Google Cloud Professional Cloud Security Engineer — Question 173

Your organization is developing a sophisticated machine learning (ML) model to predict customer behavior for targeted marketing campaigns. The BigQuery dataset used for training includes sensitive personal information. You must design the security controls around the AI/ML pipeline. Data privacy must be maintained throughout the model’s lifecycle and you must ensure that personal data is not used in the training process. Additionally, you must restrict access to the dataset to an authorized subset of people only. What should you do?

Answer options

• A. De-identify sensitive data before model training by using Cloud Data Loss Prevention (DLP)APIs. and implement strict Identity and Access Management (IAM) policies to control access to BigQuery.
• B. Implement Identity-Aware Proxy to enforce context-aware access to BigQuery and models based on user identity and device.
• C. Implement at-rest encryption by using customer-managed encryption keys (CMEK) for the pipeline. Implement strict Identity and Access Management (IAM) policies to control access to BigQuery.
• D. Deploy the model on Confidential VMs for enhanced protection of data and code while in use.
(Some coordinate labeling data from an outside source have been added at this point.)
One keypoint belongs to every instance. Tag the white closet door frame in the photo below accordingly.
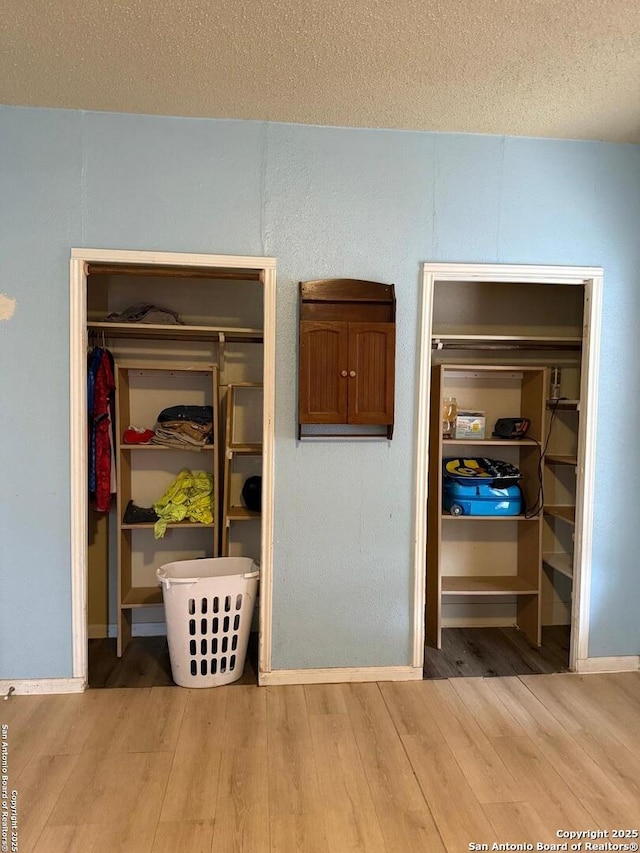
(78, 432)
(591, 279)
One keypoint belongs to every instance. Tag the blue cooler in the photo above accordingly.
(480, 499)
(480, 486)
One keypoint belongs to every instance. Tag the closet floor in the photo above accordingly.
(146, 663)
(497, 652)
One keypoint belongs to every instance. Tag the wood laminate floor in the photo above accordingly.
(413, 767)
(497, 651)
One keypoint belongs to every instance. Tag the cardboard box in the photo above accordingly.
(470, 425)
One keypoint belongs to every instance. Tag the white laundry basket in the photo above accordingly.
(208, 607)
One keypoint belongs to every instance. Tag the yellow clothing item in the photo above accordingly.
(188, 497)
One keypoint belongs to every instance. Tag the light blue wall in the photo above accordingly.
(325, 202)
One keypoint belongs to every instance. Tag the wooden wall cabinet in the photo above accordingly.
(347, 354)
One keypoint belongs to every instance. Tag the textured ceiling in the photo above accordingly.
(557, 68)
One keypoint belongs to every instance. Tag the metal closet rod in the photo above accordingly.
(511, 345)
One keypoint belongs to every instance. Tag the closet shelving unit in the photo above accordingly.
(137, 480)
(238, 446)
(561, 470)
(477, 328)
(505, 555)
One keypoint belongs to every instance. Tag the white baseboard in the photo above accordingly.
(139, 629)
(622, 663)
(339, 675)
(25, 686)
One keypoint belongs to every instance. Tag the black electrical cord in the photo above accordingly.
(538, 505)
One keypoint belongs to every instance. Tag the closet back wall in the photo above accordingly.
(326, 202)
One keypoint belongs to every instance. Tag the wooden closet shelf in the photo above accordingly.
(490, 518)
(565, 513)
(220, 273)
(245, 449)
(207, 447)
(487, 585)
(142, 596)
(171, 332)
(559, 459)
(563, 405)
(560, 562)
(176, 524)
(494, 442)
(241, 513)
(507, 342)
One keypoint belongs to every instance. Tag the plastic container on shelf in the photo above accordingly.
(209, 607)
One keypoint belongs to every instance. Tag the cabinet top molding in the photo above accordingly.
(346, 290)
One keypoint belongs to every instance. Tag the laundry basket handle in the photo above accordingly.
(165, 581)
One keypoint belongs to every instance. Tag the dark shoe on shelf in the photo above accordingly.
(139, 514)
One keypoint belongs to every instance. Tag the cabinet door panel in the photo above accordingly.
(323, 360)
(372, 360)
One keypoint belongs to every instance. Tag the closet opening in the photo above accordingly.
(177, 356)
(506, 447)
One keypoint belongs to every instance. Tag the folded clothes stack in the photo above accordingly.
(185, 427)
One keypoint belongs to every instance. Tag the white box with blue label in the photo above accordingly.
(470, 424)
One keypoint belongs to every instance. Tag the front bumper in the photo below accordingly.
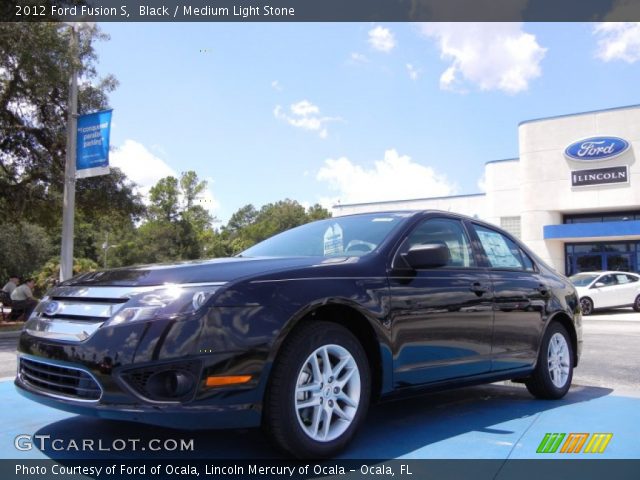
(113, 356)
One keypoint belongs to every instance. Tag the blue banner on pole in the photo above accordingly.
(93, 144)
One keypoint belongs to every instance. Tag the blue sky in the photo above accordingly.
(321, 112)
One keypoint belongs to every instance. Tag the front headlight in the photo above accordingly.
(169, 301)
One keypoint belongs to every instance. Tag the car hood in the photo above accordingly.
(202, 271)
(581, 291)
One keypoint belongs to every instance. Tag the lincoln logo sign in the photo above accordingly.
(596, 148)
(599, 176)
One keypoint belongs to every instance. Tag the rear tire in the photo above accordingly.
(586, 305)
(552, 376)
(319, 391)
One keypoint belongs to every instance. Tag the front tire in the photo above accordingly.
(552, 376)
(319, 391)
(586, 305)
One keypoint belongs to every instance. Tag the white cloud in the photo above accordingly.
(395, 177)
(382, 39)
(145, 169)
(618, 41)
(304, 108)
(492, 56)
(412, 72)
(356, 57)
(305, 115)
(140, 165)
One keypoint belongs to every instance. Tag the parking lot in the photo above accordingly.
(498, 421)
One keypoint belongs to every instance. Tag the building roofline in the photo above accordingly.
(611, 109)
(502, 160)
(386, 202)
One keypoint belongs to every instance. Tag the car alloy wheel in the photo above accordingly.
(552, 376)
(319, 390)
(558, 360)
(586, 304)
(327, 393)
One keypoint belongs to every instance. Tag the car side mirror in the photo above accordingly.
(428, 255)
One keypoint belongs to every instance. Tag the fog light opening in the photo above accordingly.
(170, 384)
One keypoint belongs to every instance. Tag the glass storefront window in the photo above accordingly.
(589, 257)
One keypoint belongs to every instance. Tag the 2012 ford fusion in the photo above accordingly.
(301, 332)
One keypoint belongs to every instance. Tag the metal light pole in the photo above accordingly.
(68, 206)
(106, 247)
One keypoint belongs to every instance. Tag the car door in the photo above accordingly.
(604, 291)
(625, 289)
(520, 297)
(441, 318)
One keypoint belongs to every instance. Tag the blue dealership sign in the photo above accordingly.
(93, 144)
(596, 148)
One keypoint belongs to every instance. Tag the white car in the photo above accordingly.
(607, 290)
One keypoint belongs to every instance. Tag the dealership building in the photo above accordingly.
(573, 195)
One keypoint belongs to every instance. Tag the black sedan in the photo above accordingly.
(302, 331)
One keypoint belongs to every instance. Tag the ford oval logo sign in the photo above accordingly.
(596, 148)
(52, 308)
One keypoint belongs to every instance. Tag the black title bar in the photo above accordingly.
(319, 10)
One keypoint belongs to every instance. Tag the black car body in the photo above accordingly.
(215, 343)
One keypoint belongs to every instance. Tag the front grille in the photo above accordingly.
(72, 383)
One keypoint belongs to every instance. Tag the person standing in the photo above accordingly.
(22, 299)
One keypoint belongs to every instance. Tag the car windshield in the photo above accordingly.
(351, 235)
(583, 279)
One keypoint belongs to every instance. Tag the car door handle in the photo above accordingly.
(478, 288)
(543, 289)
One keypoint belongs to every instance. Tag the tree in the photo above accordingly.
(165, 200)
(247, 226)
(176, 227)
(36, 61)
(25, 247)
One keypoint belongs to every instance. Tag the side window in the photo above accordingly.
(447, 231)
(608, 280)
(621, 278)
(501, 251)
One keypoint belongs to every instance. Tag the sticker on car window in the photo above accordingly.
(497, 250)
(333, 240)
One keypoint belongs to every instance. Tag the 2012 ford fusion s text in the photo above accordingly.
(302, 331)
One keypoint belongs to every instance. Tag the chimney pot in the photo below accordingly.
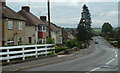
(26, 8)
(43, 18)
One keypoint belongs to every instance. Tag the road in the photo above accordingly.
(104, 58)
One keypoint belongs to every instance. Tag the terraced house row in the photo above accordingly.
(23, 27)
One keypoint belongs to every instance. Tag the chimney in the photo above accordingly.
(26, 8)
(43, 18)
(3, 2)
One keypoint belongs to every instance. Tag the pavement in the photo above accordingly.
(98, 57)
(47, 61)
(104, 59)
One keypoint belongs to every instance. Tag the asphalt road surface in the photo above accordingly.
(104, 58)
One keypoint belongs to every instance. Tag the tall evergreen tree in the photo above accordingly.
(84, 26)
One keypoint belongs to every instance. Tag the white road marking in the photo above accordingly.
(110, 61)
(106, 63)
(95, 69)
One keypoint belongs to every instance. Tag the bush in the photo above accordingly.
(74, 43)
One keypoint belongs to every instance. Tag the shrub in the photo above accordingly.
(74, 43)
(50, 40)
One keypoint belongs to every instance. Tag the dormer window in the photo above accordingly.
(10, 24)
(42, 28)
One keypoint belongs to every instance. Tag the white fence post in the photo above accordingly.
(43, 49)
(23, 49)
(36, 52)
(46, 50)
(8, 55)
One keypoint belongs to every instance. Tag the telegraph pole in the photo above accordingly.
(49, 17)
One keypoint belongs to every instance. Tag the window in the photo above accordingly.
(10, 42)
(20, 40)
(40, 28)
(10, 24)
(30, 40)
(20, 25)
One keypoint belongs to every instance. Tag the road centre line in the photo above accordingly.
(110, 61)
(106, 63)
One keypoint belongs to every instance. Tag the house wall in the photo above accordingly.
(14, 33)
(0, 25)
(59, 37)
(30, 32)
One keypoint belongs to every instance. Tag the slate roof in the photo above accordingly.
(30, 18)
(9, 13)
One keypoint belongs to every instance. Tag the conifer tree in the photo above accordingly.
(84, 26)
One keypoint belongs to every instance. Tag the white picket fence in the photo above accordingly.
(25, 51)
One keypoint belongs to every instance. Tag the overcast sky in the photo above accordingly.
(68, 14)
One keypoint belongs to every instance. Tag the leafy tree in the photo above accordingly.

Implement strict Identity and Access Management (IAM) policies to control access to BigQuery.

Correct answer: A

Explanation

The correct answer is A because de-identifying sensitive data with Cloud DLP APIs ensures that personal information is not included in the training process, thus maintaining data privacy. While options B, C, and D provide security measures, they do not specifically address the need to exclude personal data from the training dataset.